Snapshot is a weekly series that zooms in on a single photograph to explore the context of an image, the conditions it is created within and its wider cultural impact.
By the time she died aged 87 on Friday 18 September, Ruth Bader Ginsburg’s image was world famous. The transformation of the Brooklyn-born jurist into an icon of visual culture started with her introduction into meme culture. A simple, wildly popular portrait picture bears all the Bader Ginsburg image trademarks, from her oversized glasses, glitzy earrings and her jabot, to her direct don’t-mess-with-me stare.
The photocopied aesthetic and the overtly fake gold crown positioned jauntily atop her head is a reference to the equally iconic photograph fellow Brooklynite, the Notorious B.I.G. The photograph of Biggie was taken by Barron Claiborne three days before the rapper’s murder. (Claiborne bought the crown for $6; it sold this month at auction for six figures). With this meme, Ruth Bader Ginsburg was recast as the Notorious RBG: a brand (and an Instagram account) was born.
“With this meme, Ruth Bader Ginsburg was recast as the Notorious RBG: a brand was born”
Sean Combs (aka Diddy) reportedly felt that the cheap plastic crown made Biggie look like Burger King. There is an element of mockery too in this image of Bader Ginsburg; while denoting her 27-year-long sovereignty as an associate justice at the US Supreme Court, it also signals the kind of joke Bader Ginsburg herself reportedly always took in good humour, whether it was as the subject of a Tumblr webpage or skits on Saturday Night Live. It’s an image that suggests she is human, fallible, imperfect (she admitted to having too much wine at dinner before the State of the Union address in 2015) but also an untouchable, historical figure who wrote women’s rights into law over the course of her career.
A cornucopia of merchandise was subsequently printed with this regal image of Bader Ginsburg: it has manifested into everything from t-shirts to transfer tattoos—she has even been turned into a Menorah. It is a very American form of myth-making via commercialisation. What better to sell than the story of a woman and her fight against the system, neatly packaged into products? A biopic and a documentary film followed, as well as a book—with this image as its cover. The Notorious RBG is meme-able and memorable, but does her rebranding, as good-humoured as it may be, suggest something more sinister about the treatment of Bader Ginsburg and her legacy?
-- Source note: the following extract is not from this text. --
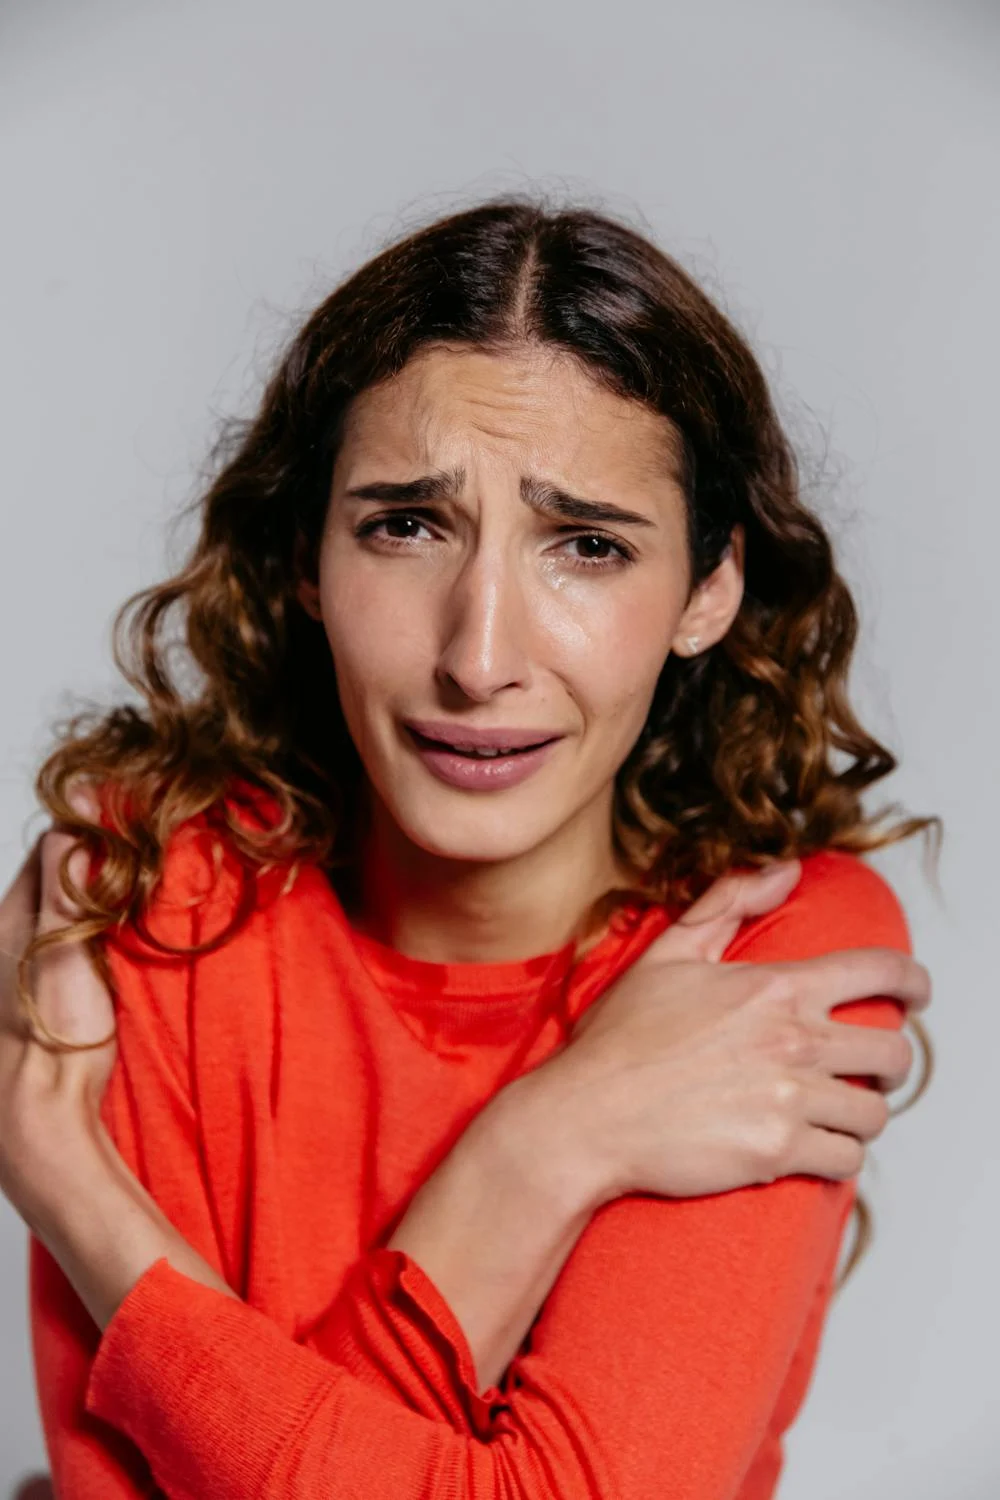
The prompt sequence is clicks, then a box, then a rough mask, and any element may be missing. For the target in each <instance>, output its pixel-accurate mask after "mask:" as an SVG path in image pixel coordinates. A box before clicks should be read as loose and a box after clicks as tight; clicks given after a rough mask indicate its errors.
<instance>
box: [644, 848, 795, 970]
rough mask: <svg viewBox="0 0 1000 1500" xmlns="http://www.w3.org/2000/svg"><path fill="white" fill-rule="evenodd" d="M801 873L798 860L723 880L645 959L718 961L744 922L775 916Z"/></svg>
mask: <svg viewBox="0 0 1000 1500" xmlns="http://www.w3.org/2000/svg"><path fill="white" fill-rule="evenodd" d="M801 874H802V864H801V861H799V859H783V861H781V862H775V864H772V865H769V867H768V868H766V870H748V871H739V873H733V874H724V876H720V879H718V880H715V882H714V885H711V886H709V888H708V891H706V892H705V894H703V895H700V897H699V898H697V901H693V903H691V906H690V907H688V909H687V910H685V912H684V913H682V915H681V916H678V919H676V921H675V922H672V924H670V926H669V927H667V929H666V932H663V933H661V935H660V936H658V938H657V939H655V941H654V942H652V944H651V945H649V948H648V950H646V953H645V954H643V959H646V957H648V959H649V960H651V962H657V960H660V962H661V960H664V959H708V960H715V962H718V960H720V959H721V957H723V954H724V953H726V950H727V948H729V945H730V942H732V941H733V938H735V936H736V933H738V932H739V929H741V926H742V924H744V921H747V919H748V918H751V916H760V915H763V913H765V912H771V910H774V909H775V906H780V904H781V901H784V900H786V897H787V895H789V894H790V891H792V889H793V888H795V886H796V885H798V882H799V879H801Z"/></svg>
It would be easy to like, tag and share without reflecting on what her death may mean politically in the near future. As the figurehead of the liberal wing of the Supreme Court, her passing leaves Republicans with an opportunity for Trump to appoint a replacement and lead to a Conservative majority. This could have a grave impact on all that Bader Ginsburg fought so fervently for her whole life, particularly women’s rights. She ensured that equality was laid down in law, from employment rights to healthcare to taxation.
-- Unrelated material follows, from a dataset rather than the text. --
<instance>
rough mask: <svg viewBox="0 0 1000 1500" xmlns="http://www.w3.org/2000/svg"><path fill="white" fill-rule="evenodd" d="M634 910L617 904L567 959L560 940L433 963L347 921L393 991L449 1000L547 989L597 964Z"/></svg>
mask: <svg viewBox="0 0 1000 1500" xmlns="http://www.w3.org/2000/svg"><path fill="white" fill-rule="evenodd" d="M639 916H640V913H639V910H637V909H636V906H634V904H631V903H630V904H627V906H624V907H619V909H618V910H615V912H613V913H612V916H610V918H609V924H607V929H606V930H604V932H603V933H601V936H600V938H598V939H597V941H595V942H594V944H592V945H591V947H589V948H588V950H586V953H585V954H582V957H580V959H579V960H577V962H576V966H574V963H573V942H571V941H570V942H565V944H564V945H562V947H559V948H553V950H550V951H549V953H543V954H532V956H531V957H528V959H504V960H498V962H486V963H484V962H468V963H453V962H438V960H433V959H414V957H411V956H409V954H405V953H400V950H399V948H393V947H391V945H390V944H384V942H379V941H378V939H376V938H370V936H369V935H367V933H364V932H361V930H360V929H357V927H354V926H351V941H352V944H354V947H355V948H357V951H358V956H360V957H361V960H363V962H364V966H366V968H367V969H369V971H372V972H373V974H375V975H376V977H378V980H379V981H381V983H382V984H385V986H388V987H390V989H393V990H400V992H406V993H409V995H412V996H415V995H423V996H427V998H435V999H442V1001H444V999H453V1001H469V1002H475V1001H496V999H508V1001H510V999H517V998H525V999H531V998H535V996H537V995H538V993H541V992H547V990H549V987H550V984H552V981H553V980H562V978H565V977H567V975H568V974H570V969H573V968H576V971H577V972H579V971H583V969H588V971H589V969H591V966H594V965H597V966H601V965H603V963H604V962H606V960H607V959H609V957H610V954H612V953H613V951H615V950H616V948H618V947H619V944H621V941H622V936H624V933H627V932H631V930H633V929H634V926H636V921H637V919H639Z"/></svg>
“It would be easy to like, tag and share and not reflect on what her death may mean politically in the near future”
When Combs objected to the Notorious B.I.G. image, he understood how easy it might be to undermine the importance of a Black man in the US. The image of Ruth Bader Ginsburg threatens to do the same, sidelining her struggle and achievements as a woman, representing a group still othered and discriminated against in the US today.
Labelling her as ‘notorious’ has the subtle implication of a ballbreaker, a woman who was often unwelcome in an overwhelmingly male-dominated space (she was only the second woman to become a justice at the Supreme Court) and whose strapline became ‘dissent’. Both Bader Ginsburg and Biggie knew what it meant to face systemic injustice, and they fought against it on the world stage in their respective (if very different) ways. As Notorious B.I.G once rapped, “Things done changed, but we continue to reign.”